The multilevel model for the illustration is
\[ \begin{split} Y_{ij} &= \beta_{0} + \beta_{1}\left( X_{1ij}^{w} + X_{1j}^{b} \right) + \beta_{2}\left( X_{2ij}^{w} + X_{2j}^{b} \right)\\ &\phantom{=}+ \ \beta_{3}\left( X_{3ij}^{w} + X_{3j}^{b} \right) + \beta_{4}\left( X_{4ij}^{w} + X_{4j}^{b} \right) + \ \beta_{5}Z_{1j}^{b} + b_{0j} + \varepsilon_{ij} \end{split} \]
where \(X_{1}\) to \(X_{4}\) are grand mean centered level-1 covariates, and \(Z_{1}\) is a binary intervention assignment indicator. Following established notation, the w and b superscripts reference within- and between-cluster deviation scores, respectively. The notation conveys that all level-1 predictors contain within- and between-cluster variation. By default, all predictors are centered, including the binary dummy code. Grand mean centering a level-2 binary predictor creates an ANOVA-like contrast code, such that \(\beta_{0}\) is the grand mean and \(\beta_{5}\) is the predicted mean difference, adjusted for the covariates. Turning to the residual terms, \(b_{0j}\) is a between-cluster random effect that captures residual variation in the cluster-specific intercepts, and \(\varepsilon_{ij}\) is a within-cluster residual. By assumption, both residuals are normal with constant variance.

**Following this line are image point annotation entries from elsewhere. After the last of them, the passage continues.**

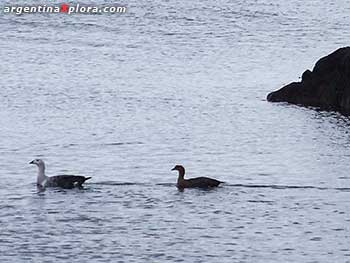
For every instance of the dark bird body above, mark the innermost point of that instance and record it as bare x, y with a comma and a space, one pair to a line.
200, 182
67, 181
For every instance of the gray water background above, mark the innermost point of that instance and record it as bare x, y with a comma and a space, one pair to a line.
125, 97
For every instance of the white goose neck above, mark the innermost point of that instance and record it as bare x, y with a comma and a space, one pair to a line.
41, 179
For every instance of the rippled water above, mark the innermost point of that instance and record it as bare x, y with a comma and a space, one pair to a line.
122, 98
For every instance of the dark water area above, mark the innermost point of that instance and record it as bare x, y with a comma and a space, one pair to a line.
125, 97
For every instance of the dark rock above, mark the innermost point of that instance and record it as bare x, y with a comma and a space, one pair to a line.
327, 86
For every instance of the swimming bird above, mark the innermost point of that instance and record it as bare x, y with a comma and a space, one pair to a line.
63, 181
201, 182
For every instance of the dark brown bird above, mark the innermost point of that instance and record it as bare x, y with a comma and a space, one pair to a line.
200, 182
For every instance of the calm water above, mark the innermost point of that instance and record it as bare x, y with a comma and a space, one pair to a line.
123, 98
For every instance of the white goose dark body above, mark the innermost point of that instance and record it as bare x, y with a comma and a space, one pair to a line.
63, 181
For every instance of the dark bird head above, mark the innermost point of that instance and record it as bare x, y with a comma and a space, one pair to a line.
179, 168
38, 162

The key inputs to the model object are the unconditional intraclass correlation and effect size values. This illustration investigates power for intraclass correlation values of .10 and .25. To mimic a scenario with a strong covariate set (e.g., one that includes a pretest measure of the outcome), the within-cluster effect size is set to \(R_{w}^{2}\) = .18 (a value roughly midway between Cohen’s small and medium benchmarks). Most of this variation was allocated to \(X_{1}\) (the pretest) by assigning it a weight of .70, and the remaining three predictors had their within-cluster weights set to .10. We previously argued that the allocation of the weights among covariates is arbitrary because these predictors are not the focus. To demonstrate that point, we conducted a second simulation that weighted the four level-1 covariates equally.

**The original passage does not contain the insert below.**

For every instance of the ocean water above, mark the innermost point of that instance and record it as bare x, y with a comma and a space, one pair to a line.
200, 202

Turning to the level-2 predictor, researchers often prefer the Cohen’s (1988) d effect size when working with binary explanatory variables. To illustrate, consider power for d = .40, the midway point between Cohen’s small and medium benchmarks. Substituting this value into the conversion equation below returns \(R_{b}^{2}\) = .038.
\[R^{2} = \frac{d^{2}}{d^{2} + 4}\]
The following code block shows the mlmpower model object
for the example.
example3 <- (
effect_size(
icc = c(.10, .25),
within = .18,
between = .038,
)
+ outcome('y')
+ within_predictor('x1', weight = .70)
+ within_predictor('x2', weight = .10)
+ within_predictor('x3', weight = .10)
+ within_predictor('x4', weight = .10)
+ between_binary_predictor('z1', proportion = .50, weight = 1)

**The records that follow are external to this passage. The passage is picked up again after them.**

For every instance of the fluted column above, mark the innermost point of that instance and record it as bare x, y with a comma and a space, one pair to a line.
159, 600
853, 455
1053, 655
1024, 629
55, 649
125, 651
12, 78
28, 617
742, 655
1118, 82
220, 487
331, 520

)The mlmpower package groups \(R^{2}\) values and intraclass correlations
into a single object called effect_size(), with three inputs separated
by commas. The within argument corresponds to \(R_{w}^{2}\), the between argument aligns
with \(R_{b}^{2}\), and the icc
argument assigns a global intraclass correlation to all level-1
variables. Separate simulations are performed for each requested
level.
Variable attributes for this example require three objects:
outcome(), within_predictor(), and
between_binary_predictor(). The first two objects have an
argument for the variable name, weight (weight =), mean
(mean =), standard deviation (sd =), and an
intraclass correlation argument (icc =) that supersedes the
global setting in effect_size(). The
between_binary_predictor() object requires a name, weight,
and the highest category proportion (proportion =).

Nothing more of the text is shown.